Corn Stock and WTVP-47 are also producing a half-hour video, which will be broadcast during the December pledge drive, she said. “It will focus on the history of the organization and its effect on the lives of those involved. It will feature interviews with Richard Chandler and long-time Corn Stock participants and patrons.”
Of course, the 2003 play season is the ultimate celebration of its 50-year mark—a testament to the company’s longevity. Hoey said Corn Stock purposefully tried to choose shows that hadn’t been presented previously at the tent. “We believe part of Corn Stock’s mission is to produce new and exciting entertainment for the Peoria area. Therefore, the only show which we’ll repeat this year is the comedy My Three Angels.”
Season opener Sugar Babies, running May 30 to June 7, is a fast-paced blend of songs, dances, and gags that brings the best of burlesque to a modern audience.
My Three Angels, running June 20 to 28, is another comedy. Determining who the real crooks are takes some doing as three good-hearted convicts help save a family’s honor and property. My Three Angels is the play on which the Humphrey Bogart movie We’re No Angels was based.
The rise of Jesus and its effect on those around him form the heart of the next production, the Andrew Lloyd Webber rock opera Jesus Christ, Superstar. The production, which runs July 11 to 19, features a new, exciting multi-media presentation.

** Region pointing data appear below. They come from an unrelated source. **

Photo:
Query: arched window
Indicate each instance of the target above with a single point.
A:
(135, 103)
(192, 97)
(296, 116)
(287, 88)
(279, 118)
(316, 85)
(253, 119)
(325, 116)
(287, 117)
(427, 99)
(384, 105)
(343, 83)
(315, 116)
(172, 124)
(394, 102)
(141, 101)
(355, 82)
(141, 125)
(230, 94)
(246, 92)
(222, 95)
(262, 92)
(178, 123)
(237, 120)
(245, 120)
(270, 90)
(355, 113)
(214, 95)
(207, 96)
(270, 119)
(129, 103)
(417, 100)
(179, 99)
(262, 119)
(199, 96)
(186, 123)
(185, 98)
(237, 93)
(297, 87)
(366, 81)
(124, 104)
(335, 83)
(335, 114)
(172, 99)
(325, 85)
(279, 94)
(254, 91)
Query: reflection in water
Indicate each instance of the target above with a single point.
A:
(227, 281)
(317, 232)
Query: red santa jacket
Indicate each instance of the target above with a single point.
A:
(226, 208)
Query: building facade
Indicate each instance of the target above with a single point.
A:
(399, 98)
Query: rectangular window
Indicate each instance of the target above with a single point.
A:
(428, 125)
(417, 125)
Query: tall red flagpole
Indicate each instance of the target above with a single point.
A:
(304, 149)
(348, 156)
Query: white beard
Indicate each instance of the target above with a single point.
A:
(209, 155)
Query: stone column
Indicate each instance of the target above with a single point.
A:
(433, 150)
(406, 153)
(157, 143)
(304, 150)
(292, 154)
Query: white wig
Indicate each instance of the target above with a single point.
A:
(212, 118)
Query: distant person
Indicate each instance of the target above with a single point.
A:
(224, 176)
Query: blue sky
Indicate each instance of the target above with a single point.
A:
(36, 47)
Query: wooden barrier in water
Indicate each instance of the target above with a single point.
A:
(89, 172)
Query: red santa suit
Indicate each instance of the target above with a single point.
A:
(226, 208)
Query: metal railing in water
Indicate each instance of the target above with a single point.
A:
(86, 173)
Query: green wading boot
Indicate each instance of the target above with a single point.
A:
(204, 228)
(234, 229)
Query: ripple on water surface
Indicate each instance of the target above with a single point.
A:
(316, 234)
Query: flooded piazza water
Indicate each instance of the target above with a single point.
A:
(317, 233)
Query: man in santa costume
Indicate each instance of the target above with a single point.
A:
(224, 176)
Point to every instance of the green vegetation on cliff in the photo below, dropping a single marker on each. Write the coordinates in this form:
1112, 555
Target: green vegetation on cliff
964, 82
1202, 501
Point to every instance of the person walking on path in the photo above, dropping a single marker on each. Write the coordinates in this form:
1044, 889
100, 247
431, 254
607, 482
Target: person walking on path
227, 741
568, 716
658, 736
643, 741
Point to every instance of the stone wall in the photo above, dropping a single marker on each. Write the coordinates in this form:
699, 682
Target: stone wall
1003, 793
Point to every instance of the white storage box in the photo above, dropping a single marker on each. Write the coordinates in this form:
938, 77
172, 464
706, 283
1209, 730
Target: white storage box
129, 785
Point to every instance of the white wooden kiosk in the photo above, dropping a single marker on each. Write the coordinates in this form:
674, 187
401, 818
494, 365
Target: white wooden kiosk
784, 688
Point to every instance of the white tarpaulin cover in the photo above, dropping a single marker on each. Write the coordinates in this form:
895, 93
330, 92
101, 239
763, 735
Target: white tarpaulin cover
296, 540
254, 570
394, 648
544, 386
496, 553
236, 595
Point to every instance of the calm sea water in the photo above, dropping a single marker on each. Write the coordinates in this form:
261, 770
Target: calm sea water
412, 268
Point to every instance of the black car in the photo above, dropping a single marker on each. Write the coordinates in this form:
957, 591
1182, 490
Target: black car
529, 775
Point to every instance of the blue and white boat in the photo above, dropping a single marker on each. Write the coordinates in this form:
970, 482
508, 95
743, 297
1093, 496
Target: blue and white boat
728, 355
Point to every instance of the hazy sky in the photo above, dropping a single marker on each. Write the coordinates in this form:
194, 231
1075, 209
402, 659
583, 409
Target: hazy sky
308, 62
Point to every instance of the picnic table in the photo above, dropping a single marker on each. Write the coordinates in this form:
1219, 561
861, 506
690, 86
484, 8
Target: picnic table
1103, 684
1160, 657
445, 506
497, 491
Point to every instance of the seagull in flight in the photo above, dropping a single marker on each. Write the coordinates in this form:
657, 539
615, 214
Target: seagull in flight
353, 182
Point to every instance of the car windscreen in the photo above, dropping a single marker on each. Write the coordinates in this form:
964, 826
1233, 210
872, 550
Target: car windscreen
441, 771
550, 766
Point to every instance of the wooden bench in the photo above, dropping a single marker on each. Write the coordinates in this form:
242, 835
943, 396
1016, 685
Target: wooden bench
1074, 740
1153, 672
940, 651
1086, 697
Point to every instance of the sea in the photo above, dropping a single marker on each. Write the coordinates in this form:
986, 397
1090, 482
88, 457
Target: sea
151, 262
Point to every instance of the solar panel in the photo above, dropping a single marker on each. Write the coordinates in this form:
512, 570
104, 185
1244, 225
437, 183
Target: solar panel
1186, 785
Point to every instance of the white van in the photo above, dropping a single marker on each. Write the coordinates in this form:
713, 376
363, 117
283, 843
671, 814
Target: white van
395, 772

The fourth show of the season is the central Illinois premiere of The Guys, running August 1 to 9. The power of the human spirit is celebrated in this poignant tribute to the heroes of September 11, 2001. A motion picture version of the play, starring Sigourney Weaver and Anthony LaPaglia, was recently released to movie theaters.
The 50th season closes with the family musical, Meet Me in St. Louis, running August 22 to 30. Based on the MGM movie starring Judy Garland, this production features one family’s experience with life, love, and the excitement of the 1904 World’s Fair.
The Next 50 Years
Time marches on, and Corn Stock anticipates as many changes in the future as it’s had in the past—starting with its signature tent. Hoey said, “This season will be the last year for the present tent. An ad-hoc committee has been formed to investigate a replacement. Many options are being explored, including a clear-span structure—meaning no inner poles.”
Changes to the structure and content of the seasons are also on the menu, though probably not for the summer productions. “The summer season will remain essentially the same from year to year and will always be our main revenue source, but the Winter Lab Theatre could become the creative engine of the organization. It offers more opportunities for experimentation and instruction—and our audience continues to grow,” she said.
And growing is definitely a goal for the future, Hoey said. “We’re always eager to see new faces. If you’re nervous about being onstage, there are lots of backstage positions. It you don’t feel you have the technical expertise to work backstage, we always need help in the box office, concessions, selling program ads, drumming up donations, etc. If you enjoy the theatre and wish to become part of a successful organization, Corn Stock Theatre is the place for you.” AA!